Phylogenetic analysis suggests that the phage of cytWol (wGmm-WO) and the phage regions present on the two main chromosomal insertions are closely related, implying that the chromosomal phage sequences most likely originated from the cytoplasmic Wolbachia phage. However, it appears that the wGmm phage copies are more closely related to the wMel and wRi than the wPip phages. Given that the Wolbachia prophages can laterally transfer between Wolbachia strains shaping the bacterial genome evolution –, the origin of the wGmm phage copies remains an open question.
Of particular interest for host-symbiont interactions are the number of genes that encode proteins that contain ankyrin repeat domains. The ankyrin repeat domain (ANK)-containing proteins, tandem motifs of around 33 amino acids that are involved in protein-protein interactions, are mainly found in eukaryotes and viruses . In eukaryotes, ANK proteins are known to participate in diverse pathways affecting the structure and function of cells regulating host cell cycle or cell division or interacting with the host cytoskeleton –. In addition, they have been shown to act as T4SS effectors participating in host-pathogen interactions . For example, in the intracellular pathogen Anaplasma phagocytophilum, AnkA, which is secreted through T4SS, interacts with the host chromatin and regulates gene transcription, while in Legionella pneumophila, the AnkX protein prevents microtubule-dependent endocytic maturation of pathogen-occupied vacuoles . While ANK proteins have been reported from bacteria, they are usually present in only a few copies per species . wGmm has 10 putative ANK proteins, comparable to the number reported for other insect Wolbachia strains (23 in wMel, 35 in wRi and 60 in wPip). ANK proteins have been considered to play an important role in host-Wolbachia interactions, including the establishment of symbiosis. However, their role in the induction of reproductive abnormalities such as CI has not been confirmed as yet , , .

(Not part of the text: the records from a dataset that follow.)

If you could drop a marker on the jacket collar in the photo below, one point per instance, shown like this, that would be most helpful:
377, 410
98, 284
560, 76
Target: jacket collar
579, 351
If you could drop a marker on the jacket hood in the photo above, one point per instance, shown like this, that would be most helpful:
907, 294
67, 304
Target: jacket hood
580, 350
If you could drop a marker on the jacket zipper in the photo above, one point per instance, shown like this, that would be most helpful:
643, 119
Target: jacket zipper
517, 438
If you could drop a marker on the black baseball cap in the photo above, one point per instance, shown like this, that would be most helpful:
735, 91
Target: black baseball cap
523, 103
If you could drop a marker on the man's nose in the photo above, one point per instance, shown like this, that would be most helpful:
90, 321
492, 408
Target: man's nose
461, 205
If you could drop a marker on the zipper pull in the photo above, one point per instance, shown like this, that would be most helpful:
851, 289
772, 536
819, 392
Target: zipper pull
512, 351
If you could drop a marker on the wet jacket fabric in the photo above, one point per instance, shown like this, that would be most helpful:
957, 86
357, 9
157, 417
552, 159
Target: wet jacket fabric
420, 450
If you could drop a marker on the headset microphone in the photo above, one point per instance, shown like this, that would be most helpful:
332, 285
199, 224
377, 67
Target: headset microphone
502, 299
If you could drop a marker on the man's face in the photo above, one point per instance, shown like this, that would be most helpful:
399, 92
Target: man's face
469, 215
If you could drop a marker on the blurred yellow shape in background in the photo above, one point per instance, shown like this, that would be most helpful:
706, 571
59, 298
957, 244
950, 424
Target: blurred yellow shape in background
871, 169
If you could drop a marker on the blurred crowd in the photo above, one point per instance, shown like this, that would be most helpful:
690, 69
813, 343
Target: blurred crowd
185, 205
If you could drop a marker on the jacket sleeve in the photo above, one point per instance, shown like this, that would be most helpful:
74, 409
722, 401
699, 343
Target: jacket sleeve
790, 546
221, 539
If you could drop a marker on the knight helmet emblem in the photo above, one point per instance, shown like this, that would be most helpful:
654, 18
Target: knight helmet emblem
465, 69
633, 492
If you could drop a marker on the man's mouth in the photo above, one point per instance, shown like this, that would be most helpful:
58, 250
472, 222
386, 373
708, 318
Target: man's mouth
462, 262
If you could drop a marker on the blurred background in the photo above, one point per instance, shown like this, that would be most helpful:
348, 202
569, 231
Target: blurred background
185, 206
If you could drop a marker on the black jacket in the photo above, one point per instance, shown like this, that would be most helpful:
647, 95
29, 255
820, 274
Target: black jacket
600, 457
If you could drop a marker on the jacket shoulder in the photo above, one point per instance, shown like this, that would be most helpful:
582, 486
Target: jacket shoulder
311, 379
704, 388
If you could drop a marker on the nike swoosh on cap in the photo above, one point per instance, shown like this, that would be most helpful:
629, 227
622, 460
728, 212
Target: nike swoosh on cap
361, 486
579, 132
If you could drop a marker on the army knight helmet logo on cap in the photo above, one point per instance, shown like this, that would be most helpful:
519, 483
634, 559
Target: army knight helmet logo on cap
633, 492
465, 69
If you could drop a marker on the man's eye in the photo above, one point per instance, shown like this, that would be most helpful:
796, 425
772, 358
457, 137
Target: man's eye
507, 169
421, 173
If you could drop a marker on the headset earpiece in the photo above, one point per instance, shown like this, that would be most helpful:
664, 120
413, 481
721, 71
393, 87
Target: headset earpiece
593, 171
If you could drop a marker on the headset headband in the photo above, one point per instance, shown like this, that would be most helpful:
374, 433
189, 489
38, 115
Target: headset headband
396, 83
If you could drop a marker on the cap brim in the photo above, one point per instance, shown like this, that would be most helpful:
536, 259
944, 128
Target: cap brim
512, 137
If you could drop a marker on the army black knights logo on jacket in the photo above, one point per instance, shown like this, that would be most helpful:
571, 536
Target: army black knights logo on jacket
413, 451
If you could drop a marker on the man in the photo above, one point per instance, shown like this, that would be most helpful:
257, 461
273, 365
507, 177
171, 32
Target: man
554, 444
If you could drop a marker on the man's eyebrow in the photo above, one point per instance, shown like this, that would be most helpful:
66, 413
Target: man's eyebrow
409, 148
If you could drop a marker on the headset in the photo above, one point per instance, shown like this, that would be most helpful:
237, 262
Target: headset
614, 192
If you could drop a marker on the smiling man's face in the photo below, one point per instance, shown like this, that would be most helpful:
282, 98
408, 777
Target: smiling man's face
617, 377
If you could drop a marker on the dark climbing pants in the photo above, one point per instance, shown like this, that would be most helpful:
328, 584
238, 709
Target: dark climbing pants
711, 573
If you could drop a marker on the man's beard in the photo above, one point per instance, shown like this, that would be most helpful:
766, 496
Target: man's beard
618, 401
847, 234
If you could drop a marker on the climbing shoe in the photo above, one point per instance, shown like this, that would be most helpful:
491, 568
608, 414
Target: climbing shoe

Several studies clearly suggest that the occurrence of HGT events in host-Wolbachia symbiotic associations is more widespread than previously thought –. Our results provide evidence of extensive HGT events between Wolbachia and tsetse genome, and further advance our knowledge on HGT during their co-evolution. From in situ hybridization results, it appears that at least three Wolbachia genes, 16S rRNA, fbpA, and wsp are located on X, Y and multiple B supernumerary chromosomes. Under the canonical model of sex chromosome evolution, X and Y are believed to have originated from an autosome pair via a three-step process beginning with the acquisition of one or more sex-determining genes –. X and Y are thought to have diverged due to sexually antagonist selection , . The suppression of recombination between the two sex chromosomes would be favored by chromosomal inversions and other genetic changes –. As the X became progressively haploid in males (hemizygous), selection may have favored increased transcription of X-linked genes in males through dosage compensation mechanisms , . In the later stages, lack of recombination between X and Y allowed for genetic degeneration of the Y, which is usually heterochromatic, accumulating large amounts of repetitive DNA , , . Due to the highly repetitive nature, the accumulation of Wolbachia sequences may not be deleterious for Y functionality, and thus the inserted sequences are not eliminated. The presence of Wolbachia HGT events on the B chromosomes may reflect the common evolutionary origin of B and Y chromosomes. Indeed, in Glossina species homology between the supernumerary and sex chromosomes has been reported, suggesting the formation of B via Y chromosome duplication and subsequent accumulation of repetitive DNA sequences . However, Carvalho and colleagues (2009)  do not exclude the alternative evolutionary scenario of Y originating from B.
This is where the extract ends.